Citing the rising cost of health care, many companies have started charging elderly retirees for the health benefits they once received for free. A spokesperson for The American Benefits Council, a corporate advocacy group, says companies that provide benefits are still "the good guys," paying for health care even though they are not legally required to do so.
The workers and union representatives interviewed here contend that these benefits are hardly a corporate "perk," but the result of contracts negotiated decades ago. Many workers gave up raises and other immediate benefits for the guarantee of health care in their old age.
Some of the retirees featured have seen their monthly fees go from nothing to a hundred dollars to more than a thousand dollars. According to Wall Street Journal reporter Ellen Schultz, these fees have grown far faster than the costs of health care. In fact, some companies are purposely raising the costs of their benefits packages to astronomical rates so that the elderly will drop out of the plan and save the corporation the money budgeted for each retiree. It's an easy way to remove a liability from the corporate bottom line.
Other corporations are acting ever more aggressively toward seniors. If someone complains about rising costs, the company preemptively sues them. This increases the company's chances of having their cases heard in a business-friendly court. From a perverse angle, it's a win-win situation for the corporation. It's a good way to frighten and silence potential complainers. It also forces retirees to spend time and money in court just to get the benefits they thought they deserved in the first place. And if this doesn't sound heartless enough, the corporations tend to drag out the legal processes as long as possible. Many litigants are 80 or older, so if the corporations wait long enough, the seniors will die before their case is heard.
Tonight's other highlights
- Junior barristers on "Joan of Arcadia" (7 p.m., CBS).
- Scheduled on "Dateline" (7 p.m., NBC): a Florida medical examiner accused of poisoning his wife.
- Isaac Hayes guest stars on "Bernie Mac" (7 p.m., Fox).
- Homicide caught on tape on "JAG" (8 p.m., CBS).
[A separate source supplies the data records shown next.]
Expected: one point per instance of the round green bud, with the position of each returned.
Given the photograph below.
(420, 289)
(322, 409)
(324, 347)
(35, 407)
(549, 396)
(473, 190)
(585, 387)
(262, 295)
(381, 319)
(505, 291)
- On back-to-back episodes of "Arrested Development" (Fox), Gob pretends to lead (8 p.m.), bad news about Dad (8:30 p.m.).
- A new formula casts doubts on an old conviction on "Numb3rs" (9 p.m., CBS).
- An NBA player is accused of murder on "Law & Order: Trial By Jury" (9 p.m., NBC).
- Scheduled on "20/20" (9 p.m., ABC): an interview with Rosie O'Donnell.
- The battle with the Cylons continues as the first season of "Battlestar Galactica" (9 p.m., Sci Fi) concludes.
On back-to-back episodes of "8 Simple Rules" (ABC), faculty battles (7 p.m.), CJ's net loss (7:30 p.m.) ... Viewers chose tonight's repeat of "Star Trek: Enterprise" (7 p.m., UPN) ... On back-to-back episodes of "What I Like About You" (WB), fibs (7 p.m.), Luke Perry (7:30 p.m.).
King-sized problems on "Malcolm in the Middle" (7:30 p.m., Fox).
Lisa Marie Presley, Ahmed Ibrahim and Jake Johannsen appear on "Late Show with David Letterman" (10:35 p.m., CBS) ... Jay Leno is host to Steve Zahn, Paula Abdul and 112 on "The Tonight Show" (10:35 p.m., NBC) ... Amy Brenneman, Patton Oswalt and Brazilian Girls appear on "Jimmy Kimmel Live" (11:05 p.m., ABC).
Pamela Anderson chats on "Late Night with Conan O'Brien" (11:35 p.m., NBC) ... Craig Ferguson is host to Carla Gugino, Regina King and Elon Gold on "The Late, Late Show" (11:37 p.m., CBS).